I know that even among Bible-believing Christians there’s differences about how best to keep the Lord’s Day. I get it. But I also hope that in the least we could all agree that on that day God doesn't have compete for our heart and time. The Apostle Paul said that a married man is anxious about wordly things (see 1 Corinthians 7:33). If I can borrow that idea here, busy people are anxious about wordly things – work, school, bills, family gatherings, hobbies, entertainment, and recreation.
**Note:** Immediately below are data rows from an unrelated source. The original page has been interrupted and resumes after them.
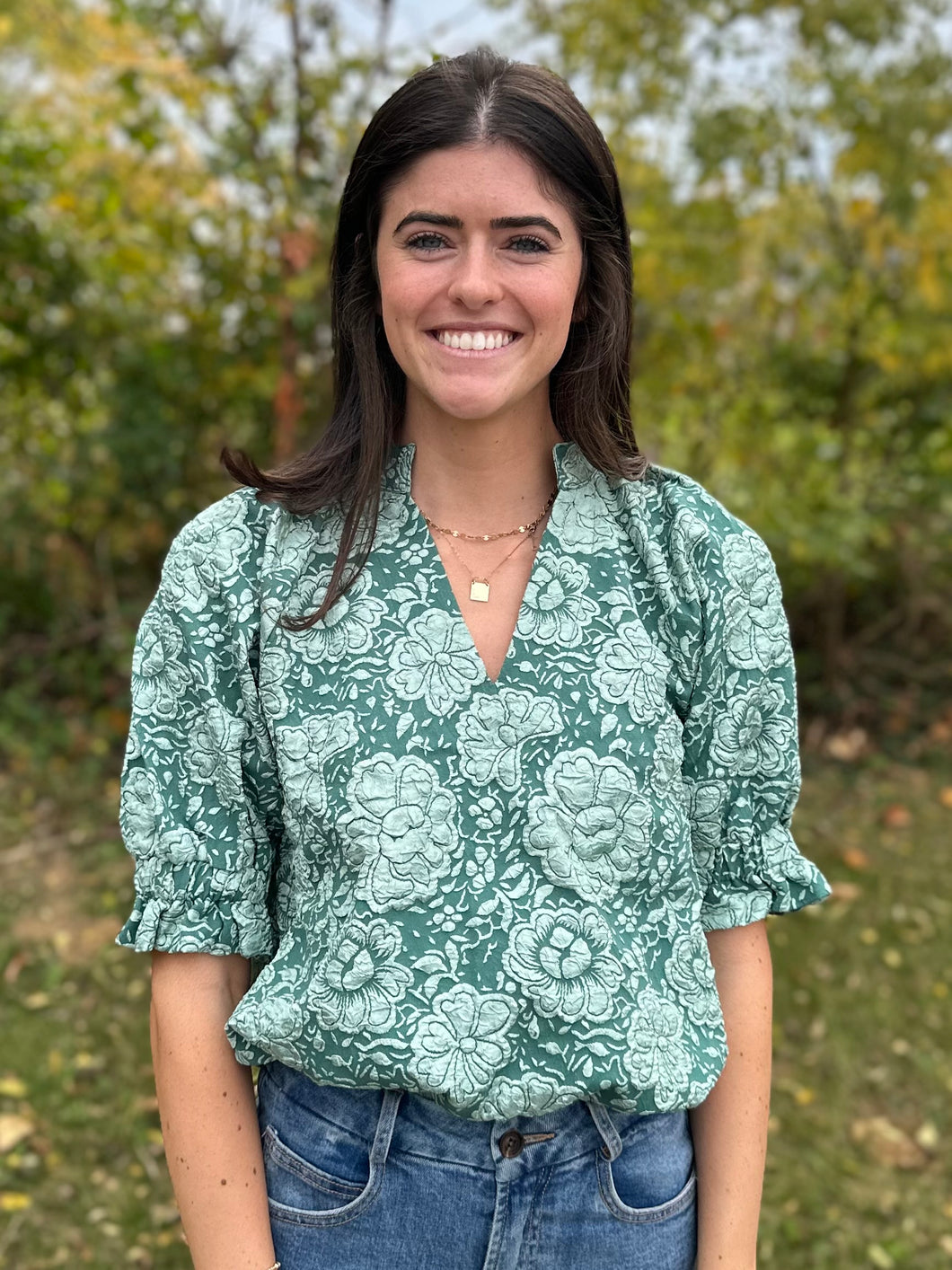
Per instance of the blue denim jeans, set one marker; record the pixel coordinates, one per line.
(387, 1180)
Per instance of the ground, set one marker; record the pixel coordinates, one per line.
(857, 1171)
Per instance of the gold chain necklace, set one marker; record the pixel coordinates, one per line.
(479, 586)
(491, 537)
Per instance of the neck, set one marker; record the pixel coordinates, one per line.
(481, 476)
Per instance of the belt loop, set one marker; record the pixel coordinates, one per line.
(384, 1125)
(605, 1126)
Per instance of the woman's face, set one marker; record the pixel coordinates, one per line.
(472, 253)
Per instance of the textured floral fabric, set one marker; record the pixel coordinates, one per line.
(493, 895)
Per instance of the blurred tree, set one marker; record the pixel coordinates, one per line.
(789, 177)
(168, 196)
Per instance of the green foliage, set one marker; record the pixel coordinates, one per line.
(857, 1162)
(794, 275)
(168, 198)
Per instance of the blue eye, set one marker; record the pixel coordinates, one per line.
(533, 243)
(418, 240)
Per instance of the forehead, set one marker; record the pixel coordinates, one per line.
(484, 178)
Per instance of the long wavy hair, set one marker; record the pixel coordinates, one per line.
(479, 95)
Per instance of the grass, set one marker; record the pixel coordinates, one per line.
(857, 1170)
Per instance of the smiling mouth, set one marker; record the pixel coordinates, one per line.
(475, 340)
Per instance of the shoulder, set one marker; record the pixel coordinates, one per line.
(220, 551)
(692, 535)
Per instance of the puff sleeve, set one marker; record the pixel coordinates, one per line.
(742, 758)
(199, 801)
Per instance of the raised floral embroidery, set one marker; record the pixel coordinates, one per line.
(657, 1054)
(494, 730)
(555, 607)
(401, 830)
(348, 629)
(632, 669)
(361, 981)
(593, 831)
(461, 1045)
(159, 677)
(755, 625)
(494, 895)
(564, 963)
(304, 754)
(436, 660)
(755, 732)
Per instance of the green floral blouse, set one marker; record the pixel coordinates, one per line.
(491, 895)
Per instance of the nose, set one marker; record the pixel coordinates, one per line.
(475, 281)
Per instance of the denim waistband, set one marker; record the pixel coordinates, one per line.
(396, 1120)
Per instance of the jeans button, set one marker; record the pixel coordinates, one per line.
(510, 1143)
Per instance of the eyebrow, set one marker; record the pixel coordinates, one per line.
(498, 223)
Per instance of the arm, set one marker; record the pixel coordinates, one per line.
(207, 1109)
(730, 1125)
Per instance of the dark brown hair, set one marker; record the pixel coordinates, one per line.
(457, 101)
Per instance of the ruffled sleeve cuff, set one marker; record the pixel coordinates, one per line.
(181, 912)
(773, 878)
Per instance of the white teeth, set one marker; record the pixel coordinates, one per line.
(476, 340)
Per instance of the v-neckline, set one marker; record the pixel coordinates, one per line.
(406, 453)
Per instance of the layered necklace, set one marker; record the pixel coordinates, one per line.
(479, 586)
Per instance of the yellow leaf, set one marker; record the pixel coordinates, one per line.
(12, 1202)
(880, 1257)
(13, 1129)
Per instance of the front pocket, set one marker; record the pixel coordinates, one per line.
(654, 1175)
(654, 1213)
(301, 1193)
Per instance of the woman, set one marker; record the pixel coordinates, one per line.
(480, 732)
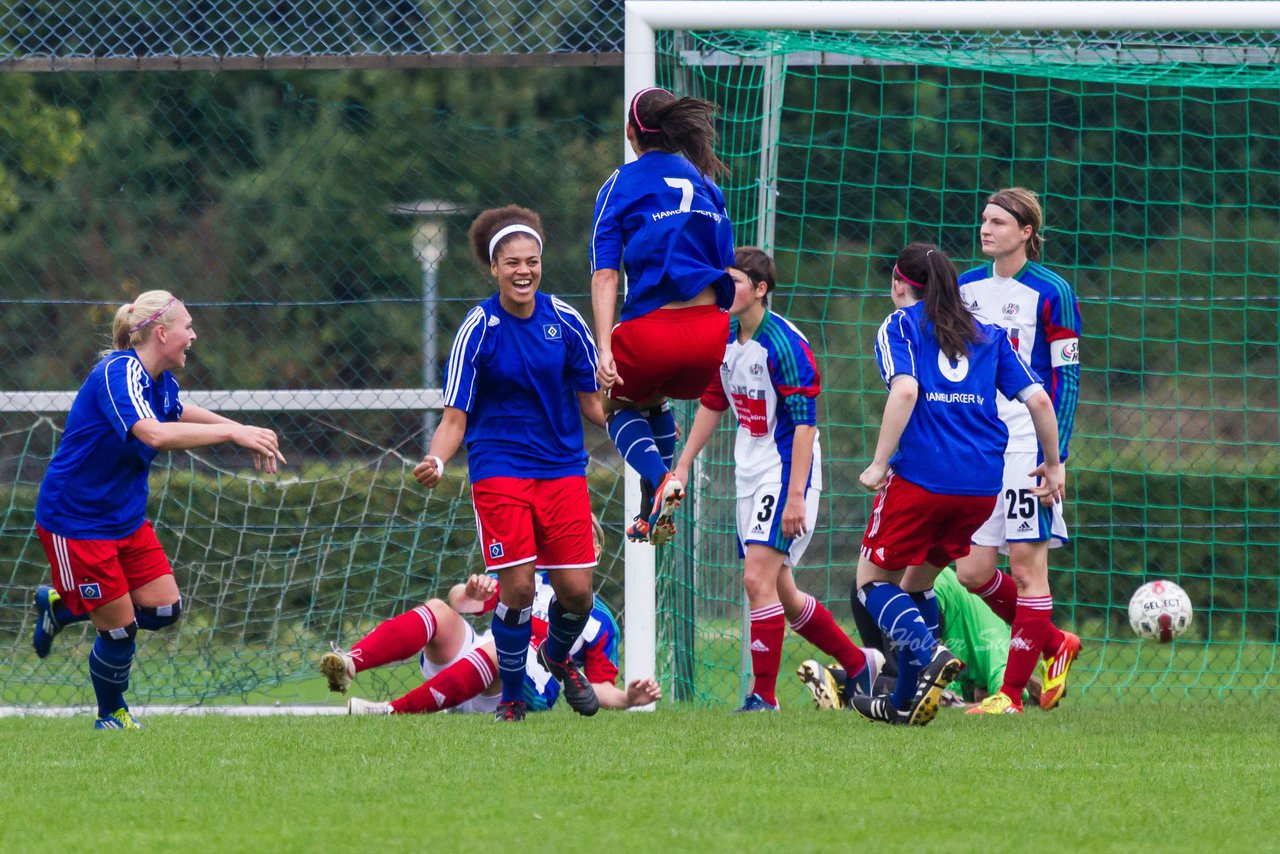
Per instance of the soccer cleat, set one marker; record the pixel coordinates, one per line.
(356, 706)
(880, 708)
(46, 626)
(997, 703)
(118, 720)
(639, 530)
(936, 676)
(577, 692)
(1056, 670)
(864, 683)
(755, 703)
(511, 711)
(662, 515)
(822, 683)
(339, 668)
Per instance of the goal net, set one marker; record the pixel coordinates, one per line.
(1157, 160)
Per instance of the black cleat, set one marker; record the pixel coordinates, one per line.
(878, 708)
(577, 692)
(936, 676)
(511, 711)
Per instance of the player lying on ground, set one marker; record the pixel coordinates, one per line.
(937, 467)
(771, 379)
(460, 666)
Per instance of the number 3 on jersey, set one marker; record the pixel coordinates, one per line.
(686, 192)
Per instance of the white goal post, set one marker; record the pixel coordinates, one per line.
(644, 18)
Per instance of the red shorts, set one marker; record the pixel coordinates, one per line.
(92, 572)
(912, 525)
(544, 521)
(670, 352)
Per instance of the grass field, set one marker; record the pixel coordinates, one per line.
(1196, 777)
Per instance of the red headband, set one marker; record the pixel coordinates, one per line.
(899, 274)
(635, 108)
God, in his kindness, has told us to fill six days a week with all of that, and more! But he’s asked for one day. He’s commanded one day where those other things, good as they are on those six days, take a back seat to things of first importance. He's asked us to remember a day where we might be free from the anxieties of our daily lives. On the Lord’s Day — the very day that bears Jesus’ name — he shouldn’t have to compete for our attention and time. He shouldn't have a divided people. Whatever else happens on Sunday, this should be especially true of our being present in public worship – whether that’s once on a Sunday, or twice for AM and PM worship.

But many Christians find themselves divided during the NFL season and especially on “Super Bowl Sunday.” Okay, let’s be honest if a little pessimistic. “Many” won’t feel divided on the issue. The NFL has already won with little to no resistance. Many will exchange the "holy day of the Lord" for the holy day of the NFL. Interesting isn't it? It's not a set-apart day people object to. It's not taking a break from regular activities people object to. It's not dedicating significant time to a single purpose people object to. Both the NFL and Christianity have those demands.  

With some accuracy I think it’s a useful and obvious observation that the increase of activities in society on Sunday and the popularity of professional sports has had a devastating effect on churches. Personally, as a Christian and a pastor I find that tragic and I find it discouraging. No, I don’t want to guilt people to be at worship. I don't want to guilt them to give attention to Jesus. But I do wish we valued worship as worship enough that something as trivial as a football game wouldn’t even begin to compete for our time and commitment.

But that's what happens when you have two competing holy days. One must take priority over the other. If professional football is America's religion then we cannot expect anyone to be able to serve two masters very well: “No one can serve two masters, for either he will hate the one and love the other, or he will be devoted to the one and despise the other” (Matthew 6:24).